Bumping this thread, hoping more out there have tried the K550 amped.
   
  I currently don't have an amp but its pretty hard to drive for my ipod classic. For the first time being in headfi, I may need to take off the safety lock I put on years ago on the volume; not a problem really, but while the ipod has plenty to power genres influenced by the loudness wars, well recorded classical stuff is kind of tough to get enough juice for.
   
  Has anyone noticed any improvements amping the K550? I know AKGs can be tough to amp... Any matching up that you like?


----------



## Mutnat

The headfonia guys make a brief mention of amplifier pairings at the top of page 2:  http://www.headfonia.com/akgs-new-reference-the-k550/2/  You might also want to try combing through the comments section since I bet a lot of people will have asked about various amps.


----------



## TheMiddleSky

AKG K550 is indeed get benefit from amping. 
   
  Actually, what we get from amping isn't only the quantity of power, but also the quality of sound.
   
  For now my favourite for them is ALO RX MK III-B, meaty and dynamic sound, bass boost fitur also suit for K550 if you prefer some "kick" to draw the fun musical effect.


----------



## Rufus-TheDog

Hi all! Just joined the Head-Fi community and the VERY first question I wanted to ask already has an ongoing thread. Lucky me!
   
  I'm literally waiting for a delivery of my AKG K550, which should arrive any day now. While I am waiting, I was doing some research about whether I can enhance my listening experience by getting a portable amp. I'm using my iPhone for listening to music at the office/home, so I thought getting Fiio E17 DAC was good idea. Thank god I did some research as well as discovered this topic that made me realize that a) E17 wouldn't be able to bypass the built-in iPhone soundcard and b) the iPhone soundcard is in fact decent and I wouldn't benefit much from a DAC.
   
  So I guess now I'm back to the amplification-only point. Some said in this topic that K550s don't actually need an amp to drive but while others say that they do in fact benefit from it.
   
  I do have a small budget (not more than 150euro) that I set aside for an amp. I was primarily looking at Fiio E11. Is there anything else in that price range I could look into? Of course I am not trying to go out of my way to spend this money, but if my listening experience can improve, I won't mind.


----------



## imackler

Quote: 





mutnat said:


> The headfonia guys make a brief mention of amplifier pairings at the top of page 2:  http://www.headfonia.com/akgs-new-reference-the-k550/2/  You might also want to try combing through the comments section since I bet a lot of people will have asked about various amps.


 

 I left a question under the name eagle1776. We'll see what he says!


----------



## scratchy

Quote: 





imackler said:


> Bumping this thread, hoping more out there have tried the K550 amped.
> 
> I currently don't have an amp but its pretty hard to drive for my ipod classic.
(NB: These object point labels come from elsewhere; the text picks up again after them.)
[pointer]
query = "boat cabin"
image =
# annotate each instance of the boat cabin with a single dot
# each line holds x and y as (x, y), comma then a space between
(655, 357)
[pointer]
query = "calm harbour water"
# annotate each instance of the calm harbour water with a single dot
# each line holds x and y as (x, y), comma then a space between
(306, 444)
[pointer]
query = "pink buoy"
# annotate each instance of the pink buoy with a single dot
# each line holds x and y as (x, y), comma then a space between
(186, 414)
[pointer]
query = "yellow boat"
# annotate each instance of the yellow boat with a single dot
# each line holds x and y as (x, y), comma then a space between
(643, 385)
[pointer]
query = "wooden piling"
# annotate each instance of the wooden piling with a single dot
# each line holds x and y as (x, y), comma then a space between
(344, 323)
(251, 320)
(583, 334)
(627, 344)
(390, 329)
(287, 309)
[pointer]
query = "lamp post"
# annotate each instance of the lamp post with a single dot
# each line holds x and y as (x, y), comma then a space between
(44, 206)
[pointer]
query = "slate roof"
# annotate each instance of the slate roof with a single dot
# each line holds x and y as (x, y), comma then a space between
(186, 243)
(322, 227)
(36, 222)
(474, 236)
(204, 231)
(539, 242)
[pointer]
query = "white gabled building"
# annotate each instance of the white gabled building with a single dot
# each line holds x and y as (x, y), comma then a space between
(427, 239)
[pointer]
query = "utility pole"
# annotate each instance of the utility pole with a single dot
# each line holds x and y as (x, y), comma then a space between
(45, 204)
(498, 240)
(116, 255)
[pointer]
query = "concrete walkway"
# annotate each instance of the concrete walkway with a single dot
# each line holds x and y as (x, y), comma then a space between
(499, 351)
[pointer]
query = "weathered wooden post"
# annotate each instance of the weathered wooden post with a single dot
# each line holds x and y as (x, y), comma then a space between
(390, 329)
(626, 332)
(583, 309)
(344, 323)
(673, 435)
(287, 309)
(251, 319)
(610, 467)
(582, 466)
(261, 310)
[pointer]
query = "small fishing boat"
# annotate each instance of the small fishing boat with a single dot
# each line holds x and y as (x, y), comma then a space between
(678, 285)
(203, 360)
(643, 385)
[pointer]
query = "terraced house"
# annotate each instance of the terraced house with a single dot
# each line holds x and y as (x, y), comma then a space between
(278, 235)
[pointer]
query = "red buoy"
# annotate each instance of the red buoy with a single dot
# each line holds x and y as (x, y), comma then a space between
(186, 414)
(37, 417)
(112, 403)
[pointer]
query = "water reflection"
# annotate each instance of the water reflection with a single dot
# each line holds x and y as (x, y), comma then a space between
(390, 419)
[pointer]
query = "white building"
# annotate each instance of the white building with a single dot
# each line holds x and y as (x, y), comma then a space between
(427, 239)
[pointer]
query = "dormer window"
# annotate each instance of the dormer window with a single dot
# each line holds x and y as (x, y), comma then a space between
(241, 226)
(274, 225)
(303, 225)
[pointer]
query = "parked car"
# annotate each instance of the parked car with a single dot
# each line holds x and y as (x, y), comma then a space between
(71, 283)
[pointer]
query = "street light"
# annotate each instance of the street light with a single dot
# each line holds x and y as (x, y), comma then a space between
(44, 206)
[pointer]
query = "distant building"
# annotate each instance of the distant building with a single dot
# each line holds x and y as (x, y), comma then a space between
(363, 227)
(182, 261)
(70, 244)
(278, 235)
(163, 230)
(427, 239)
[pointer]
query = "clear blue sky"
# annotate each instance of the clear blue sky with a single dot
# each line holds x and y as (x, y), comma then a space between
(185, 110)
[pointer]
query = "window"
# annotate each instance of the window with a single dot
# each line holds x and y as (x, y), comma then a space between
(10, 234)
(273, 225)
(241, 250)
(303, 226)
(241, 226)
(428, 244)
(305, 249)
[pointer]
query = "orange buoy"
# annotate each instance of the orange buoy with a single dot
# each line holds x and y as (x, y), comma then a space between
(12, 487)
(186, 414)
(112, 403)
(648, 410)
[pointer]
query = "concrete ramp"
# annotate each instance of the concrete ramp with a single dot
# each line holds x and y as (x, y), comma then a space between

For the first time being in headfi, I may need to take off the safety lock I put on years ago on the volume; not a problem really, but while the ipod has plenty to power genres influenced by the loudness wars, well recorded classical stuff is kind of tough to get enough juice for.
> 
> Has anyone noticed any improvements amping the K550? I know AKGs can be tough to amp... Any matching up that you like?


 
  I can testify that apming these cans greatly increased my enjoyment levels... Infact, before i bought my dac/amp (fiio E17) i found the sound a tad dull and unexciting. Sure in ipod CAN power them, but i found the sound SO much better after i bought the amp. the E17 is also a good choice as it has the bass controll. i leave mine at +2 just to give it that extra bit of oomph.
   
  Just my 2 cents but i highly recomend the Fiio E17. It made listening so much more enjoyable. you wont regret it


----------



## Rufus-TheDog

Glad to know E17 improved your listening experience.
   
  I'm considering getting E11 as apparently, talking strictly amplifiers, it is the better device.
   
  Can you tell me if you managed to get E17 to work as a DAC when hooked up to your Apple device?


----------



## PurpleAngel

Quote: 





rufus-thedog said:


> Glad to know E17 improved your listening experience.
> I'm considering getting E11 as apparently, talking strictly amplifiers, it is the better device.
> Can you tell me if you managed to get E17 to work as a DAC when hooked up to your Apple device?


 
  Hooking an external DAC to a portable apple product is not cheap (HRT $150) and Fiio (even the E17) have no way to bypass the DAC built into portable apple devices.
  At least with apple laptops, you can hook the E17 to the laptops USB port to bypass the internal DAC.
  Apple products usually come with decent DACs, better just to add an amplifier (E11).
  The E17 and E11 are about equal amplifier wise.
  Get the Fiio L cable for connecting the E11 to the apple (portable) products LOD port.
   
  Sign
      My Two Cents.


----------



## proton007

What he said. ^^


----------



## Spawn300Z

Hello, I have been trolling the forum for a while now. I have usually been into home and car audio. I have an iTouch 4G and just picked up an iPod Classic 7G since I needed more space so 

I'm green to the headphone amp thing. I have ordered a set of the AKG K550's and plan on eventually getting a pair of Hifiman HE400/HE500s. 

Would it be better to get something like thw Headstage 12HE 4G to use in my portable setup for these two headphones or will the Fiio E11 or E17 good enough for booth headphones.


----------



## xStreame

Quote: 





scratchy said:


> I can testify that apming these cans greatly increased my enjoyment levels... Infact, before i bought my dac/amp (fiio E17) i found the sound a tad dull and unexciting. Sure in ipod CAN power them, but i found the sound SO much better after i bought the amp. the E17 is also a good choice as it has the bass controll. i leave mine at +2 just to give it that extra bit of oomph.
> 
> Just my 2 cents but i highly recomend the Fiio E17. It made listening so much more enjoyable. you wont regret it


 
  Having the same setup, I agree that the k550 does benefit well from the E17. 
   
  I am looking forward to adding a desktop amp to add even more liveliness to these cans, though with a small budget. I will still be using the E17 as a DAC. I am looking at the Bravo audio v2 tube amp. 
  Any impressions/experiences with this setup?


----------